Kevin ZP98 (usually just Kevin) is a 9x18 mm Makarov/.380 ACP sub-compact semi-automatic pistol manufactured in the Czech Republic. It is manufactured and sold in the United States by Magnum Research as the Micro Desert Eagle (ME380).

==Description==

Schematic of the Kevin pistol gas retarded blowback, gas relieved barrel

Kevin is a small self-loading pistol designed for short-distance fire up to 15 m, primarily as the secondary (concealed) weapon for law enforcement officers and for personal protection. Its frame is made of a high-strength aluminium alloy, the barrel and slide of steel, the grips from a reinforced rubber compound. The pistol has a dynamic breech, DAO trigger mechanism, and fixed sight. It does not have a safety lever, and has a patented blowback system with gas retardation to control recoil.

The pistol was developed at the end of the 1990s by weapon designer Antonín Zendl for the company Zbrojovka Vsetín - Indet (ZVI, originally established in Vsetín in 1937 as a part of Zbrojovka Brno).
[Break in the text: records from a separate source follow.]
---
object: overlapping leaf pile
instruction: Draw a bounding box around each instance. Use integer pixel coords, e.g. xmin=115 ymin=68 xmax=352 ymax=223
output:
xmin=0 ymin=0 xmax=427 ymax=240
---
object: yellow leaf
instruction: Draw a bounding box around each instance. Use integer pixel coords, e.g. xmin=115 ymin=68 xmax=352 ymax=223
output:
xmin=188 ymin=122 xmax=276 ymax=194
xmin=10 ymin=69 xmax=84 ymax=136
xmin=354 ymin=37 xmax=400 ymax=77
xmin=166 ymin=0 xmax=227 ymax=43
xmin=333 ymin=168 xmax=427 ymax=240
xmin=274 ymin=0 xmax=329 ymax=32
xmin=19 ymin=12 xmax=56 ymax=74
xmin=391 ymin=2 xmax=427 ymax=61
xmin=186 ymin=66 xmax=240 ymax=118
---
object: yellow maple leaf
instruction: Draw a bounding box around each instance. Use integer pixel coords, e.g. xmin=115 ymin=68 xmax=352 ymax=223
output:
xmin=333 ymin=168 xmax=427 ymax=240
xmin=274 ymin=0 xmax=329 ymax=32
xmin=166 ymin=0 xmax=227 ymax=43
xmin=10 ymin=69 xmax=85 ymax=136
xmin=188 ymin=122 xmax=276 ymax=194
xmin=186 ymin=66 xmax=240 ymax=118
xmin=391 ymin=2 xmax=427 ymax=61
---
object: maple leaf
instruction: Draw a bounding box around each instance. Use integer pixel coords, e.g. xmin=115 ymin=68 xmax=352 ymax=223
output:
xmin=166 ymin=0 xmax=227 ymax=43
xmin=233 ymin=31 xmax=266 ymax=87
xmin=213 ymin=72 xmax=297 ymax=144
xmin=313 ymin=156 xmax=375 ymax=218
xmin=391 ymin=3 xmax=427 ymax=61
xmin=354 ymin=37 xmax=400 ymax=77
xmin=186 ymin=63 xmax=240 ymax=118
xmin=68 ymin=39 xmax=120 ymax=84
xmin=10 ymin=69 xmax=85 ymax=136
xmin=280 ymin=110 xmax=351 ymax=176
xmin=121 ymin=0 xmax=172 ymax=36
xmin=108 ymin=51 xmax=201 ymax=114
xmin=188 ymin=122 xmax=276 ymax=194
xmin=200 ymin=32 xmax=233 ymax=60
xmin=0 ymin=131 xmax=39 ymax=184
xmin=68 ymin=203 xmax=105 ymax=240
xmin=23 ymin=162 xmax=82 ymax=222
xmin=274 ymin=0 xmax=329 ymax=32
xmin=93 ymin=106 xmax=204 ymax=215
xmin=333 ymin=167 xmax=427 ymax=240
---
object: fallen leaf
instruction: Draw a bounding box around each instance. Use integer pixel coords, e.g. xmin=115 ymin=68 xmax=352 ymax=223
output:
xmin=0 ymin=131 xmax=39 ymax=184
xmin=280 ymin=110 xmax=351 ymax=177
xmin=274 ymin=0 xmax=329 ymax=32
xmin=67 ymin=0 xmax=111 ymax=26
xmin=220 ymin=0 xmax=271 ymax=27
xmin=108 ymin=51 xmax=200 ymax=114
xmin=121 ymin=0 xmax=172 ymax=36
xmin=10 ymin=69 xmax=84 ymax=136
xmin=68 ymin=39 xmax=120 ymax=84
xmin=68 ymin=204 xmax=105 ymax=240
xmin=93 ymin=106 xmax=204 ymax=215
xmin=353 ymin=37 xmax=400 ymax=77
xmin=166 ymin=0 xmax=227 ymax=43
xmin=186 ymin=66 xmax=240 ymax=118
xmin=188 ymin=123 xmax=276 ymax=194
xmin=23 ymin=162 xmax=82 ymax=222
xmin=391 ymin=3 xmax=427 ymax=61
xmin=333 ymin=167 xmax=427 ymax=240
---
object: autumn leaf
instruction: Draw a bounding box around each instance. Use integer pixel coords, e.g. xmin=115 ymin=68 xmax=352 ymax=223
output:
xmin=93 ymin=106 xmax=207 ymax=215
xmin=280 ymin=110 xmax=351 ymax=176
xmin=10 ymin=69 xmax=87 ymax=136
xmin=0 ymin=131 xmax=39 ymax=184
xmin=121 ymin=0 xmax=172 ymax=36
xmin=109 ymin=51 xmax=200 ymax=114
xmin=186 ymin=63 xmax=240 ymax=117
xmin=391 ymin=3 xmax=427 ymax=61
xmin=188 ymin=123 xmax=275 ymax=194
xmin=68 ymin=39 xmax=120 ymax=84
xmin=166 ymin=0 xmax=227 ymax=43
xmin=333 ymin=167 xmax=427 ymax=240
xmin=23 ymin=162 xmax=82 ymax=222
In January 2013 ZVI laid off most of the workers. However, production of the pistol in Vsetín and ammunition in Slavičín remained.

==Technical data==

| Caliber | 9 mm Browning (.380 ACP), later also 9mm Makarov variant |
| Total length | 116 mm |
| Barrel length | 57 mm (21⁄4“) |
| Height | 95 mm (33⁄4“) |
| Width | 23 mm (less than 1“) |
| Empty weight | 400 g (14.1 oz.) |
| Magazine capacity | 6 rounds (8 rounds magazine for training is available, 9mm Browning only) |
| Trigger | Double-action only (DAO) |
| Operation | Simplified gas delayed blowback |
| Grips | Black plastic or walnut wood |

==Uses==
Kevin became popular in the Czech Republic for everyday concealed carry. The right to sell the pistol in the US was given to Magnum Research; the slightly modified pistol has been manufactured and assembled there under the name Micro Desert Eagle since 2008. For Eastern Europe markets Kevin was modified to use the 9mm Makarov cartridge (2007, model ZP06 or Kevin M).
A 9mm P.A.K. (blank and tear gas) model (name: ZVI Night Hawk) was developed in 2003, and a 9mm P.A.Rubber (non-lethal rubber projectile) variant (name: ZVI Wasp-R) was developed in 2008.